Hormones meant for short bursts of survival stretch themselves across entire days. Adrenaline hums in the background like a motor that won’t turn off. Cortisol overstays its welcome, keeping us on high alert.

cartoon guy screaming

And beneath it all, something more subtle shifts.
The nervous system begins to assume danger.
Not loudly or dramatically, but persistently.

It continuously scans every bit of sensory data in the environment, anticipates the worst is just around the corner and prepares for the unknown. The way we perceive the world and situations completely shifts! We get irritable, fatigued, foggy and overstimulated by things that never even bothered us before. As days, weeks, months and even years go by, returning to rest becomes less familiar and more foreign; like a trail we’ve walked a hundred times before becoming overgrown and blocked by debris.

This is where burnout fog begins to slowly creep in, the system redlines, and in extreme cases… it shuts off completely. Leaving only a shell drifting through life.

Movement as a Conversation

Woah, woah, woah lets back it up a bit. What’s often missing isn’t awareness of the stress.

“I know I’m tense, I know I need to relax and I try but nothing changes or my environment keeps me pinned down. What gives?”

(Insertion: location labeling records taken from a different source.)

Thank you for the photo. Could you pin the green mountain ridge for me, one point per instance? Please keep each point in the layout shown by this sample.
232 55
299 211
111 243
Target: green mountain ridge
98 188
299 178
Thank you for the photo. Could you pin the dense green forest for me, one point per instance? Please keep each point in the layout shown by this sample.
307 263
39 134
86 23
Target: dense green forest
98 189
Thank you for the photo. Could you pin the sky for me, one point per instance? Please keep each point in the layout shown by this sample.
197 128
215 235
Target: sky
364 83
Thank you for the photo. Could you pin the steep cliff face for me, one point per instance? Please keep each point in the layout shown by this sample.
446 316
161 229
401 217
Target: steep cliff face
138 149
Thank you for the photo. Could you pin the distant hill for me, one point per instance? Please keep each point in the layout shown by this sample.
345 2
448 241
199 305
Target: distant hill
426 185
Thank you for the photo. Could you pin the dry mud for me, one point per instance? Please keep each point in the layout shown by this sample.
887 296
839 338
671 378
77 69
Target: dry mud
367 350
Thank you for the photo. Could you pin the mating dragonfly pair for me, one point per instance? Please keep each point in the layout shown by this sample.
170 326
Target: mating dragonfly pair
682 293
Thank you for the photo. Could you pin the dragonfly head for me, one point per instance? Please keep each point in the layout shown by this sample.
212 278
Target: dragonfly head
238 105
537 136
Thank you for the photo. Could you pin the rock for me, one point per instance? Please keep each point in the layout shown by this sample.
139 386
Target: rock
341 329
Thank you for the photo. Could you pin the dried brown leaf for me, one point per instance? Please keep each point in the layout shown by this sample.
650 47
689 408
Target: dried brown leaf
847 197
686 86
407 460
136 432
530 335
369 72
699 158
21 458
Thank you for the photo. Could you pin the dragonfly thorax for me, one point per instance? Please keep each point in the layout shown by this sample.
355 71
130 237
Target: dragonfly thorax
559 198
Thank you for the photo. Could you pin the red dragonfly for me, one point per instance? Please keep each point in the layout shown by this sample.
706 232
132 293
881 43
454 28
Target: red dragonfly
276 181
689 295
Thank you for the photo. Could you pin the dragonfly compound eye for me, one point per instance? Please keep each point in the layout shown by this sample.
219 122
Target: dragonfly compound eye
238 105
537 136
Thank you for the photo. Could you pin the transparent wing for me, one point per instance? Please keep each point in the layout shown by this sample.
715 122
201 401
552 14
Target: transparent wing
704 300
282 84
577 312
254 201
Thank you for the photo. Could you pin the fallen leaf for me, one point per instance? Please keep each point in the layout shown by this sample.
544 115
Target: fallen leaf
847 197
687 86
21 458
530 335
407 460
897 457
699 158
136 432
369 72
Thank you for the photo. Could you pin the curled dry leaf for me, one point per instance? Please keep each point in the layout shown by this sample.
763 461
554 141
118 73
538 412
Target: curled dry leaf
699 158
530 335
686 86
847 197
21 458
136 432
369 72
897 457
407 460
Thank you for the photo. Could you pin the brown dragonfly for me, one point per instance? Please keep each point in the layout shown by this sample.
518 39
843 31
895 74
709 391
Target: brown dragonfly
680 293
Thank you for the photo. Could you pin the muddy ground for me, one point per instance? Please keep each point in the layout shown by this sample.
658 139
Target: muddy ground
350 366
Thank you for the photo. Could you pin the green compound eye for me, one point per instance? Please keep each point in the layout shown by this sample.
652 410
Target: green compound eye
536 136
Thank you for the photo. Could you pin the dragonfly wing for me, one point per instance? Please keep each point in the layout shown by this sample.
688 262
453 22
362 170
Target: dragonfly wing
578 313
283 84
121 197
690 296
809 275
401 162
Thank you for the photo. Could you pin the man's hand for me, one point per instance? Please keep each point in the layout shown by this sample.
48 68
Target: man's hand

It’s completion of the cycle.

The body is still waiting for the signal that the moment has passed. That stability and safety have returned. Movement, in this way, becomes less about exercise and more about communication. A quiet conversation between our body and brain that says:

“You’re safe now. You can let go.”

When we move, with intention, we begin to shift into a parasympathetic state. The vagus nerve (which stretches from the brain to the belly and is responsible for proper rest and recovery) responds to this change. The muscles soften and allow for our breath to deepen. From here our nervous system is finally able to recalibrate! The rhythm of motion massages our system back to a state of rest.

A Note from the Animals

cartoon giraffe sitting and eating grass

In the wild animals such as deer, gazelle and zebras, don’t hold onto stress the way we do. After a threat passes, they shake, tremble and discharge the energy.1 Then they return to their baseline calm state.

There’s something deeply familiar in that, if you pay attention. A flicker of an urge to move manifests...
to stretch
to take a deeper breath than usual
to shift your weight, roll your shoulders, stand up.

These are not random habits. They are primal instincts.

Small Movements, Meaningful Shifts

Regulation doesn’t have to be big or performative, it can be quiet and almost invisible.

These movements all speak the bodies native language; sensation, rhythm and presence. By doing these micro-regulation conversations with our body, we activate proprioceptors (the body’s internal communicators of where you are in space) so they can send the message:

“You are steady. You are safe.”

Letting the Body Finish the Story

skeleton meditating

When stress is allowed to move through the body something begins to change, not just in the moment, but over time.

Our nervous system becomes less impulsively reactive.
Our functional baseline expands and softens.
Future stressors feel… a little less, sharp and overwhelming.

We are able to bring forward a little more of ourselves and a little less of the shield trying to fend off the day. This isn’t about eliminating stress; stress is a constant in life. It’s about allowing the body to complete stress cycles, so we spend less time on guard and overwhelmed and more time building a life that accommodates us as we are.

Where to Go from Here

There is much more to explore here that I will share with you in future blogs.

But for now, a simple place to begin:

Notice where your body is holding on too tight.
And instead of asking it to push past it…
See what happens when you allow it to move through it!